Tout a commencé avec ces oiseaux qui ont fait leur nid sous la charpente de la terrasse. Pas farouches, ils ont bâti leur foyer contre la maison. Ce sont des queues rouges, des habitués de la location urbaine.  J'ai posé l'échelle contre le mur et je suis allé voir, tous les jours, l'évolution de la situation, un peu comme tu vas voir ton courrier dans la boite aux lettres. Les œufs sont venus, se sont craquelés, et des gorges ouvertes  se sont tendues. Malheur! La maman oiseau a du se faire boulotter par un chat, bilan: le papa se crevait à nourrir les quatre bouches. Par solidarité masculine et paternelle, j'ai pris des aiguilles de pin, gratté mon compost, et offert des brochettes d'asticots à mes colocataires. Voraces! Les oisillons! Voraces mais reconnaissants. Dés qu'ils se sont jetés dans le vide pour s'envoler, ils sont venus se poser sur mon épaule. img040.jpg

Là, j'étais un peu inquiet pour les fourmis qui nichent dans mon cerveau (voir récit du 3 décembre 2009 –ben oui, il faut suivre-). Mais bon tu connais les fourmis, malines! Elles sont passées par le labyrinthe cartilagineux de mes pavillons auriculaires. Elles ne pouvaient pas passer par la bouche où niche mon lézard (épisode à lire en décembre 2010- il faut savoir anticiper aussi-). J'ai alors plongé mes pieds dans la terre du  jardin jusqu'à ce que de la moisissure puis des champignons me poussent entre les orteils. Les vers de terre me faisaient d'agréables chatouilles sous  la plante des pieds. Des abeilles venaient même butiner, autour de mon sexe, les fleurs du mâle. Mes amis m'avertissaient que je perdais le sens des réalités mais je n'écoutais que mes enfants/oiseaux. J'étais un peu dur de la feuille, c'est normal quand on devient arbre. Oui, je suis arbre maintenant! Ça me change peu. Le jour la tête dans les nuages, la nuit dans la lune. Et mon cher firmaman  me lit des histoires d'arbres à dormir debout. J'aurais pu vivre mille ans comme çà, mais les bûcherons sont venus. Qui prétend que c'est en bûchant qu'on devient bûcheron? Ceux-là étaient ignares et indélicats. Ils ont fait vrombir leurs tronçonneuses comme s'il s'agissait d'un départ de grand prix de formule 1. Puis sans ménagement pour la faune qui m'habitait, ils m'ont abattu.

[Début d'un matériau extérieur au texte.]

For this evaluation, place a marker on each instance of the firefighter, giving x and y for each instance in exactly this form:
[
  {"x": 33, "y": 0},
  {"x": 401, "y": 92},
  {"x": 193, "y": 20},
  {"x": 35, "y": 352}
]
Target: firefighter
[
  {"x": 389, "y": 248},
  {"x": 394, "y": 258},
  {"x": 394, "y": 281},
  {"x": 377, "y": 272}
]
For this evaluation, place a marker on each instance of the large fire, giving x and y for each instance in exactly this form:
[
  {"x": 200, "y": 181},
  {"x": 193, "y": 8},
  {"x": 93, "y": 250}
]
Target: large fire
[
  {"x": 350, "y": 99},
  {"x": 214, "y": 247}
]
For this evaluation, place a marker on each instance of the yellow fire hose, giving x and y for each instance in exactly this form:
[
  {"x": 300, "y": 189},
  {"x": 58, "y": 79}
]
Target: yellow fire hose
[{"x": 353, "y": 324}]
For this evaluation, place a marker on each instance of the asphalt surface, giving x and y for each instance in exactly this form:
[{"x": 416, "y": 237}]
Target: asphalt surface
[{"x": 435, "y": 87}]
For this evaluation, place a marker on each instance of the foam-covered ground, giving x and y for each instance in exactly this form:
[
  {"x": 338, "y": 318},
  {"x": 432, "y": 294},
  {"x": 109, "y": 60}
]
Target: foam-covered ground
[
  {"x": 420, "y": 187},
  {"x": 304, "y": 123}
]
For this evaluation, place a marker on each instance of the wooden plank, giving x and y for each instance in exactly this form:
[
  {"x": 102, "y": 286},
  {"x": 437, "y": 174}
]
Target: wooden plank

Coupé en deux! La guillotine à l'envers, puisque ce sont mes mollets qu'ils ont sectionnés. J'ai comme seule satisfaction d'avoir fait gicler mon sang rouge et noir contre leurs barbes bleues. Un sang indélébile qui les tâchera longtemps, longtemps, longtemps, longtemps, longtemps, longtemps, enfin très longtemps quoi!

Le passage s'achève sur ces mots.